I think there's an issue in my life where an awful lot of things are building up at around the same time and some of them are interlinked, making them (seem) worse than perhaps they are...

I've always had the opinion that in most of my friendships, I perhaps devote more time than others. Mostly because my friendships are very important to me, but partly because, for the most part, I've lead a single existence and therefore have more free time.

I also seem to be the most socially minded (possibly because of the single existence thing above), so nights out, especially with groups of people, are usually my idea.

So when my friendships don't manage to "pay back" in the incredibly infrequent time I ask for favours etc. then I start to get a little down. For example: trying to get GM out for a chat (though I might be a little harsh here and I haven't specifically said that I want a chat) or the GB/CB thing from the start of the year.

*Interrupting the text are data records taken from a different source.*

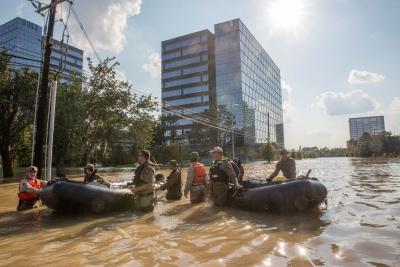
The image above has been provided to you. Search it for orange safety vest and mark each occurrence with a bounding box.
[192,162,207,185]
[18,178,42,201]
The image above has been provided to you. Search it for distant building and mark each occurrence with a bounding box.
[0,17,83,81]
[161,19,284,147]
[161,30,216,143]
[349,116,385,140]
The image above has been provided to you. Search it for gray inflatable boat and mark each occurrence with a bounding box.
[40,178,134,213]
[231,178,328,213]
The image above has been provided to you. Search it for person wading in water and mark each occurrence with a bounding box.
[210,147,242,206]
[160,160,182,200]
[184,152,207,203]
[17,166,47,211]
[132,150,155,212]
[266,149,296,182]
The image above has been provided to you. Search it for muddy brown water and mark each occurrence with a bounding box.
[0,158,400,266]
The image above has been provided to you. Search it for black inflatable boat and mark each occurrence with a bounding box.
[40,179,134,213]
[231,178,328,213]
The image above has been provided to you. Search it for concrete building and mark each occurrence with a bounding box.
[0,17,83,81]
[162,19,284,147]
[349,116,385,140]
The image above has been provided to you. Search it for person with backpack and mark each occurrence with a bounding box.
[160,160,182,200]
[17,166,47,211]
[233,158,244,184]
[210,147,242,207]
[184,152,207,203]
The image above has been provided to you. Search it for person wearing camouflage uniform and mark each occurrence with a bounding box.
[160,160,182,200]
[132,150,155,212]
[184,152,207,203]
[210,147,242,207]
[266,149,296,182]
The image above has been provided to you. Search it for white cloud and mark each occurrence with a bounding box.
[348,69,385,84]
[282,81,294,123]
[389,96,400,115]
[312,90,380,116]
[63,0,141,53]
[142,53,161,78]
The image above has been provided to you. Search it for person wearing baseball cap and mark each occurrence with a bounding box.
[266,149,296,182]
[184,152,207,203]
[17,166,47,211]
[210,146,242,207]
[83,163,110,187]
[160,160,182,200]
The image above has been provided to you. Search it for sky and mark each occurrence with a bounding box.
[0,0,400,148]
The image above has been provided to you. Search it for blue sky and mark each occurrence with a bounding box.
[0,0,400,148]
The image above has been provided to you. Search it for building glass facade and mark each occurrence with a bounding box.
[161,30,215,143]
[215,19,284,147]
[0,17,42,71]
[0,17,83,82]
[162,19,284,147]
[349,116,385,140]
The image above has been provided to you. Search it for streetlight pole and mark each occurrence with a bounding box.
[231,104,239,159]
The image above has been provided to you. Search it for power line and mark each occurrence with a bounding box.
[70,4,101,62]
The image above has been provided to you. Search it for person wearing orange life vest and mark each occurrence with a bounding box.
[184,152,207,203]
[17,166,47,211]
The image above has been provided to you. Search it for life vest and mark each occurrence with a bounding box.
[192,162,207,185]
[210,161,229,183]
[133,161,154,186]
[18,179,42,201]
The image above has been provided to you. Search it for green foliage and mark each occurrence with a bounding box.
[0,50,37,177]
[151,144,190,163]
[54,58,158,175]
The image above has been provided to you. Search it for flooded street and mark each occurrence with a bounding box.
[0,158,400,266]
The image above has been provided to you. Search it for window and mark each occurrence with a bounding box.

Which obviously takes me on to the CB thing and the desire to meet someone. I don't know if the desire is specifically to meet someone, a girlfriend, or if it's just a general malaise brought on by the friends thing above. I suspect a combination of both, but probably trending towards the latter - I do think I would like to meet someone. Part of me thinks the CB thing is not dead in the water yet and I've no other "options" on the horizon. I found an MSN conversation on my laptop a few days ago from the time when I was leading up to meeting Date No. 1 for the first time that brought back a few pangs (she was really quite cute and easy to talk to).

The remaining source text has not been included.